The Woodmans: True Believers in the Church of Art

Precocious, ambitious, and deeply disturbed, photographer Francesca Woodman committed suicide in 1981 at the age of 22; her work was discovered in the late ’80s, and she has since been hailed as a prodigy. Along with her parents, Betty and George, Francesca is the subject of C. Scott Willis’ documentary The Woodmans. Raised in Colorado, the second child of a strong-willed ceramicist and a stubbornly unfashionable abstract painter, Woodman was brought up by true believers in the church of art. Her parents’ faith was absolute.
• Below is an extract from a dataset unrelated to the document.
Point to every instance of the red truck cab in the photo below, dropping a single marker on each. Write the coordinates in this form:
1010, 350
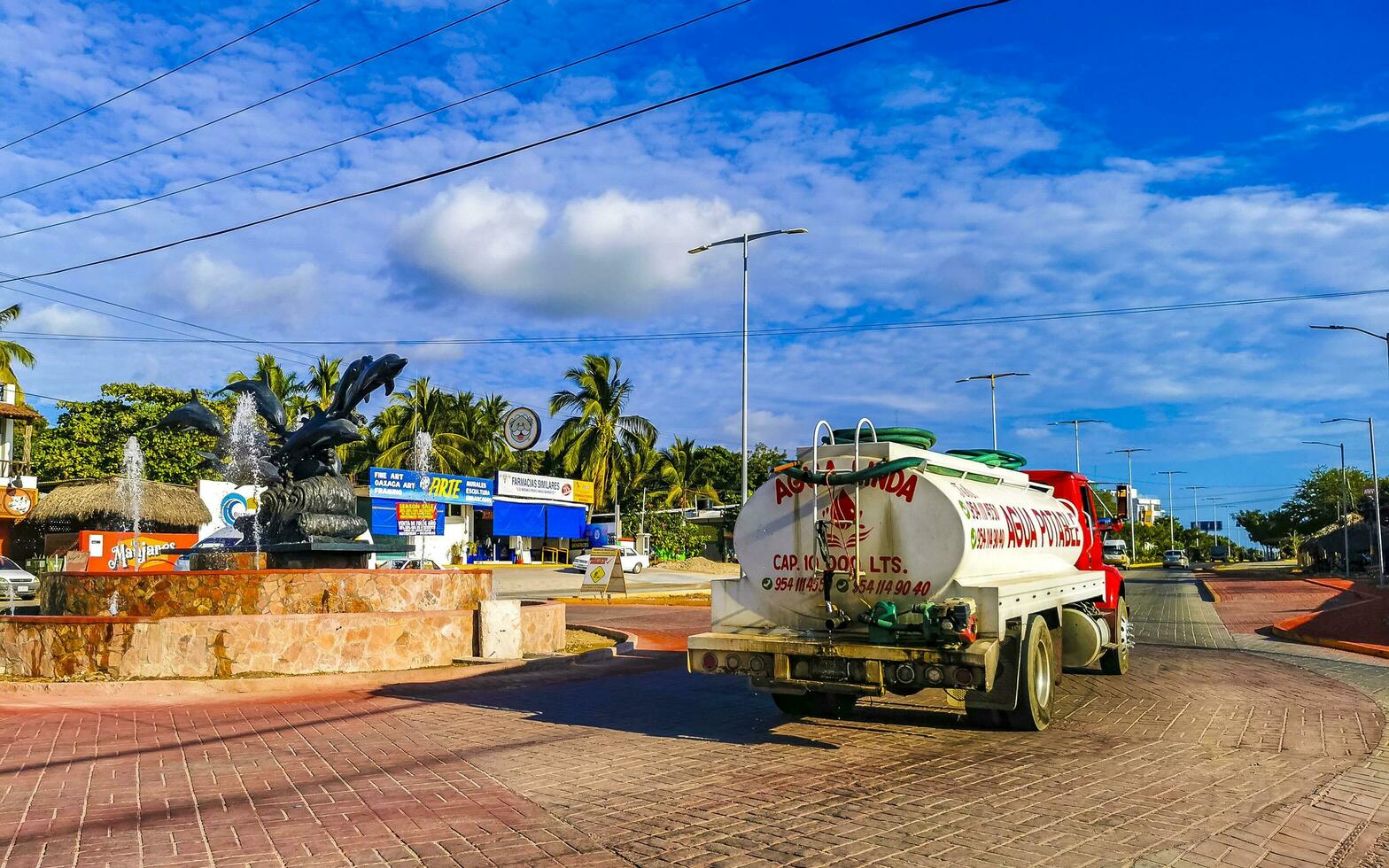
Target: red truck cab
1075, 489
To hear Betty state that she’d “hate” anyone who didn’t take art as seriously as she, or George complain bitterly about his lack of recognition, is to appreciate the pressure on their daughter—indeed, when Francesca moved to New York, her parents followed her. Willis allows time for Betty and George to struggle with their feelings on camera. Francesca is also heard, not only in the girlish voice of her video pieces, but through excerpted journals in which she frets even more than her dad about a stalled career. George suggests that Francesca’s fatal depression was triggered by a failed NEA application, and further notes that she jumped to her death less than a week before his big break: inclusion in a group show at the Guggenheim. Ultimately, The Woodmans is a haunting study in family dynamics, leaving the impression that Betty and George regard their doomed genius child as their greatest work of art.